Saturday, November 15, 2025

The Basket Of Goods

Economic inflation is the rate at which prices increase, whatever the cause, whether supply and demand dynamics or corporate greed.  A low inflation rate, thus, does not mean that prices are decreasing or at a standstill: the rate of increase has slowed but not ceased.  This also means that whatever prices have become the new baseline remain in effect, so that minor inflation following significant inflation does not undo whatever devastating impact the previous price changes already imposed on the cost of living.  If someone complains about inflation, perhaps they are not referring to ongoing, potentially slow increase in prices, but to the sustained effects of the previous changes.

And there is no single cause, no matter what some corporate figures might love to pretend; inflation absolutely is not inevitably brought about by nothing more than supply and demand forces beyond the control of corporations.  If a company raises prices quietly or minimally to appease shareholders, inflation has occurred.  Prices increased, and, in this instance, it was a premeditated attempt to boost profits without expanding the consumer base, introducing a new product, and so on.  Certainly, a company could raise prices with this pathetic excuse of a goal in mind, while blaming its actions on the volatility and uncertainty of broader economic trends that really have nothing to do with them specifically.

Whatever the valid or invalid reason for inflation, there could be a multitude of inflation rates because no single product or service reflects an entire multifaceted economy.  The basket of goods, a miscellaneous sample of goods or services, can be examined to track price changes over a given timeframe.  A random person could monitor fluctuations themselves using in-store or online price listings.  No one has to be a professional economist to do this!  If the price of a singular thing increases, it has inflated.  This can be checked through personal effort.  It is always illogical to assume that whatever inflation rate is proposed by news media or anyone else is true.  This does not follow.

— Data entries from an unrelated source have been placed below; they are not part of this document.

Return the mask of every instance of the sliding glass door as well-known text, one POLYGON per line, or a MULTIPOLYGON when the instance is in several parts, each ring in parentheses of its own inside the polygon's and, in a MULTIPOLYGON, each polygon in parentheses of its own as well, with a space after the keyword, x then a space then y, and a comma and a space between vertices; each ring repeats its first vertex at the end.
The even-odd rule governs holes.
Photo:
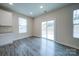
POLYGON ((42 22, 42 37, 54 40, 55 20, 42 22))

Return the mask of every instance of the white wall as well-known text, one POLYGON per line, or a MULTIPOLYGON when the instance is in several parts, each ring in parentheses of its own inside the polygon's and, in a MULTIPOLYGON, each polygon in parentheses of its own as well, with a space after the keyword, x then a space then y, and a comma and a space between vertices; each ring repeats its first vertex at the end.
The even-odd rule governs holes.
POLYGON ((41 22, 56 18, 55 40, 61 44, 79 49, 79 39, 73 38, 73 10, 79 4, 66 6, 34 19, 33 36, 41 37, 41 22))
POLYGON ((0 26, 0 46, 32 36, 32 21, 30 17, 12 12, 12 26, 0 26), (19 33, 18 17, 24 17, 27 20, 26 33, 19 33))
POLYGON ((17 39, 22 39, 22 38, 32 36, 32 18, 13 13, 13 32, 16 34, 17 39), (18 17, 26 18, 27 20, 27 32, 26 33, 19 33, 18 17))

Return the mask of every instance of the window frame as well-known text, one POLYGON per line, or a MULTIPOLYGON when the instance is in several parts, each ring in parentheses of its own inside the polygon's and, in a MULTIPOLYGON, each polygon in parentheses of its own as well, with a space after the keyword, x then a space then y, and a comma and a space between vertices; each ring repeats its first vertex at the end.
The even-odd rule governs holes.
MULTIPOLYGON (((23 29, 24 30, 24 29, 23 29)), ((24 18, 24 17, 18 17, 18 32, 19 33, 27 33, 27 19, 26 18, 24 18), (21 22, 21 20, 24 20, 25 21, 25 24, 20 24, 21 22), (22 31, 21 29, 20 29, 20 27, 22 27, 22 26, 24 26, 25 27, 25 31, 22 31)))
MULTIPOLYGON (((79 34, 75 34, 75 26, 76 25, 79 25, 79 9, 75 9, 75 10, 73 10, 73 37, 74 38, 77 38, 77 39, 79 39, 79 36, 76 36, 76 35, 79 35, 79 34)), ((79 27, 78 27, 79 28, 79 27)), ((77 33, 79 33, 79 32, 77 32, 77 33)))

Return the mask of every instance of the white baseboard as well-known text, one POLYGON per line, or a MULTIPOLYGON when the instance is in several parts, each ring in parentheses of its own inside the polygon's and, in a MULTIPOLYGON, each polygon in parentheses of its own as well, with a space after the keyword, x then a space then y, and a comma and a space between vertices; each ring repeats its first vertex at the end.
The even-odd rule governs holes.
POLYGON ((65 45, 65 46, 69 46, 69 47, 75 48, 75 49, 79 49, 77 46, 74 46, 74 45, 66 44, 66 43, 59 42, 59 41, 55 41, 55 42, 57 42, 59 44, 62 44, 62 45, 65 45))

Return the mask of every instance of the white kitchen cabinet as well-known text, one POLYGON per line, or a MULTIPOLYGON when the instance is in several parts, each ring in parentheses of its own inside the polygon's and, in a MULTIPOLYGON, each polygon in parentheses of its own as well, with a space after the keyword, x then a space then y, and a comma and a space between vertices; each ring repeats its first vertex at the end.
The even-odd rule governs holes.
POLYGON ((12 26, 12 13, 0 9, 0 26, 12 26))

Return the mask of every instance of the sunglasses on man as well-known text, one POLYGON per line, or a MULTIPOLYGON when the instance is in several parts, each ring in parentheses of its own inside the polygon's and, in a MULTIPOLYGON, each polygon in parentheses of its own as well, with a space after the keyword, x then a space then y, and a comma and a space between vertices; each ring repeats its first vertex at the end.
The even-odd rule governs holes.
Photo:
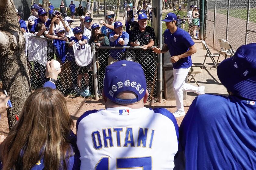
POLYGON ((114 17, 115 15, 108 15, 107 17, 107 18, 108 19, 110 19, 111 18, 114 18, 114 17))

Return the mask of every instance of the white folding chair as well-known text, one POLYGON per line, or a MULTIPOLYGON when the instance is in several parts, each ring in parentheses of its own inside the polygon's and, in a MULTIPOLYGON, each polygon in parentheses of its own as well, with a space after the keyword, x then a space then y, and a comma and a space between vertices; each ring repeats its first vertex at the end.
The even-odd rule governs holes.
POLYGON ((206 43, 205 43, 204 41, 202 40, 201 41, 201 42, 202 43, 202 45, 203 45, 203 48, 204 48, 204 50, 206 50, 207 52, 206 53, 204 54, 204 57, 205 58, 204 58, 204 63, 203 63, 203 66, 202 66, 202 69, 204 69, 204 62, 205 62, 205 60, 206 59, 206 58, 207 57, 210 57, 211 58, 211 59, 212 59, 212 63, 214 65, 214 67, 217 68, 217 63, 215 61, 215 60, 214 60, 214 59, 213 58, 213 57, 214 57, 218 56, 219 55, 219 53, 214 53, 212 54, 211 52, 211 51, 210 51, 210 50, 209 49, 209 48, 208 47, 208 46, 207 46, 207 44, 206 44, 206 43))
POLYGON ((226 59, 227 57, 230 57, 232 56, 235 54, 234 51, 232 49, 231 45, 229 45, 228 42, 227 42, 225 40, 223 39, 218 39, 219 45, 220 46, 221 48, 220 51, 219 52, 219 55, 218 59, 217 60, 217 63, 218 63, 219 61, 219 59, 220 56, 221 54, 222 54, 225 56, 225 59, 226 59), (227 49, 225 50, 225 49, 227 49))
POLYGON ((191 67, 189 70, 189 71, 188 72, 188 76, 187 77, 188 78, 189 78, 189 76, 191 76, 191 78, 188 80, 187 81, 187 83, 188 83, 190 82, 190 81, 191 81, 193 79, 194 80, 194 81, 195 81, 195 83, 196 83, 196 84, 197 84, 197 86, 199 87, 199 85, 198 84, 197 80, 196 80, 196 79, 195 79, 195 76, 197 74, 202 73, 202 72, 203 70, 202 70, 202 69, 201 69, 201 67, 191 67), (193 75, 193 74, 194 74, 194 75, 193 75))

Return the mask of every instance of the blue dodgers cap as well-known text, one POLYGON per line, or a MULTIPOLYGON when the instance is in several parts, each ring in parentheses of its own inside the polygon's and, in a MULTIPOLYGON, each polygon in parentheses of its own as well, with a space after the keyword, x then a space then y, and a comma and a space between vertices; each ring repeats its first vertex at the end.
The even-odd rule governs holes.
POLYGON ((91 25, 91 29, 94 29, 95 28, 97 28, 97 27, 100 27, 100 25, 99 25, 99 24, 97 24, 96 23, 95 24, 93 24, 92 25, 91 25))
POLYGON ((81 28, 79 27, 77 27, 74 28, 73 30, 73 32, 74 34, 76 34, 77 33, 79 33, 82 32, 83 32, 83 31, 81 28))
POLYGON ((236 95, 256 101, 256 43, 243 45, 218 66, 222 84, 236 95))
POLYGON ((177 16, 176 14, 172 12, 170 12, 166 14, 165 19, 162 20, 162 21, 171 22, 176 20, 177 20, 177 16))
POLYGON ((133 61, 122 60, 106 68, 103 89, 105 95, 112 102, 119 104, 137 102, 146 93, 147 83, 141 66, 133 61), (116 98, 125 91, 133 92, 136 98, 121 99, 116 98))
POLYGON ((114 28, 116 28, 120 26, 123 26, 123 25, 122 23, 120 21, 117 21, 114 24, 114 28))
POLYGON ((38 13, 38 15, 41 15, 48 13, 48 12, 46 12, 46 11, 45 11, 45 10, 43 8, 41 8, 38 10, 38 12, 37 12, 37 13, 38 13))
POLYGON ((40 9, 41 8, 41 7, 40 7, 36 4, 33 4, 31 5, 31 7, 30 8, 30 9, 40 9))
POLYGON ((84 22, 88 20, 91 20, 92 21, 92 19, 89 16, 86 16, 84 17, 84 22))
POLYGON ((145 14, 140 14, 139 15, 138 17, 138 20, 140 19, 148 19, 148 17, 147 16, 147 15, 145 14))

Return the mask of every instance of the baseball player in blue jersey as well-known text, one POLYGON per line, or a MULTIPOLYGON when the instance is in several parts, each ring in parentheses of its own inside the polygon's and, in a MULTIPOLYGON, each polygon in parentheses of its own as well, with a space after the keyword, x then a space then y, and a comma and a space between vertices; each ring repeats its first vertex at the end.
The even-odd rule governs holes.
POLYGON ((148 92, 141 66, 121 60, 106 68, 105 109, 76 122, 81 169, 172 169, 178 127, 167 110, 144 107, 148 92))
POLYGON ((162 50, 153 48, 154 52, 165 53, 168 50, 172 56, 170 59, 173 66, 173 82, 172 87, 176 101, 177 110, 173 113, 176 117, 185 115, 183 106, 183 91, 190 91, 198 94, 204 93, 205 87, 196 87, 185 83, 185 79, 192 66, 191 55, 197 52, 195 43, 188 32, 176 25, 177 16, 168 13, 165 19, 167 29, 164 33, 165 43, 162 50))
POLYGON ((186 169, 256 169, 255 54, 256 43, 244 45, 219 64, 228 96, 200 95, 191 104, 179 131, 186 169))

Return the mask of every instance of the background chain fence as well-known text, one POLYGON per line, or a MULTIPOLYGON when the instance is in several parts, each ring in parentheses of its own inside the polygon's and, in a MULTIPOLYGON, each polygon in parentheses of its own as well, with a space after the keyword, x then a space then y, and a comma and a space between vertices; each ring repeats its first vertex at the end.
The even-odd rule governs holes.
POLYGON ((105 68, 108 65, 108 59, 110 56, 118 56, 118 59, 132 61, 141 65, 144 72, 147 83, 147 89, 149 93, 149 100, 156 100, 157 97, 158 55, 153 53, 151 49, 145 51, 138 49, 126 49, 122 52, 122 49, 109 49, 111 47, 96 48, 96 59, 98 75, 99 91, 101 94, 103 87, 103 79, 105 68))

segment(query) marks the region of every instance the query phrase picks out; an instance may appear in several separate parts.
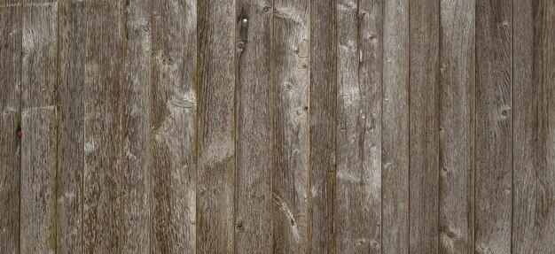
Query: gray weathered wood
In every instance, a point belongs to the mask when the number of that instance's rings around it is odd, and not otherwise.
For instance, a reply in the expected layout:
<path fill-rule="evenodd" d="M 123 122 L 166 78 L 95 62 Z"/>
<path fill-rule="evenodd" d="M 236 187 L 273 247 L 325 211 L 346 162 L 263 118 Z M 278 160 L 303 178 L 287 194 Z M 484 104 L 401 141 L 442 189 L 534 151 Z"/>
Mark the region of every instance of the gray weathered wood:
<path fill-rule="evenodd" d="M 410 253 L 438 253 L 439 4 L 410 6 Z"/>
<path fill-rule="evenodd" d="M 123 222 L 125 253 L 151 253 L 151 1 L 129 1 L 125 16 L 123 119 Z"/>
<path fill-rule="evenodd" d="M 197 246 L 200 253 L 234 250 L 235 1 L 199 1 Z M 237 22 L 236 22 L 237 21 Z M 270 244 L 268 242 L 268 244 Z"/>
<path fill-rule="evenodd" d="M 336 0 L 310 1 L 310 238 L 312 253 L 333 253 L 337 121 Z"/>
<path fill-rule="evenodd" d="M 86 1 L 82 251 L 121 251 L 121 2 Z"/>
<path fill-rule="evenodd" d="M 440 4 L 439 249 L 473 253 L 474 1 Z"/>
<path fill-rule="evenodd" d="M 409 1 L 385 1 L 382 252 L 409 251 Z"/>
<path fill-rule="evenodd" d="M 271 0 L 236 4 L 235 253 L 272 251 Z"/>
<path fill-rule="evenodd" d="M 511 1 L 476 2 L 475 251 L 511 252 Z"/>
<path fill-rule="evenodd" d="M 555 252 L 555 3 L 512 1 L 512 252 Z"/>
<path fill-rule="evenodd" d="M 0 253 L 20 250 L 21 6 L 0 4 Z"/>
<path fill-rule="evenodd" d="M 56 250 L 58 3 L 24 3 L 21 46 L 21 253 Z"/>
<path fill-rule="evenodd" d="M 152 252 L 195 253 L 197 4 L 152 5 Z"/>
<path fill-rule="evenodd" d="M 273 252 L 307 253 L 309 232 L 308 0 L 274 2 L 272 46 Z"/>

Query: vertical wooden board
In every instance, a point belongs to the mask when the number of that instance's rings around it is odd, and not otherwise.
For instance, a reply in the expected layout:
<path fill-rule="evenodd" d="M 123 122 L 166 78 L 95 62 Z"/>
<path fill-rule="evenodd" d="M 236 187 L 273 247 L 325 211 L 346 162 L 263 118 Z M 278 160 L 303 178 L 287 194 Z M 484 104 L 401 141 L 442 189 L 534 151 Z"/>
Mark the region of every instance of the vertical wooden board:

But different items could have their own respective inflation, complicating the matter.  Tracking the inflation rate of a particular item reveals nothing about that of a separate item, for the two are not identical products, and thus one having a specific cost does not logically necessitate anything about the other.  What one consumer buys might infrequently or never be purchased by another, so one "basket of goods" does not ultimately illuminate very much about the seeming state of the economy at large.  It is vital to not conflate the beliefs of an alleged authority figure/organization for an epistemological savior in light of this extremely limited illumination.

Only an irrational person assumes the results of someone else's basket of goods analysis, whoever they are, is correct or extrapolates from one sample of items to another.  Moreover, there is still another inherent limitation to examining this figurative basket.  The basket of goods metric is incapable of revealing which of the logically possible reasons for inflation is responsible for the changes.  Did a company or industry genuinely need to increase prices to make their business sustainable?  Did an executive have prices raised so there is more money to hoard at the top of a company's hierarchy?  A price increase alone cannot prove what is really the root (and proof always lies in logical necessity, not hearsay or other conjoined sensory evidences), with there being even greater ambiguity in chaotic times.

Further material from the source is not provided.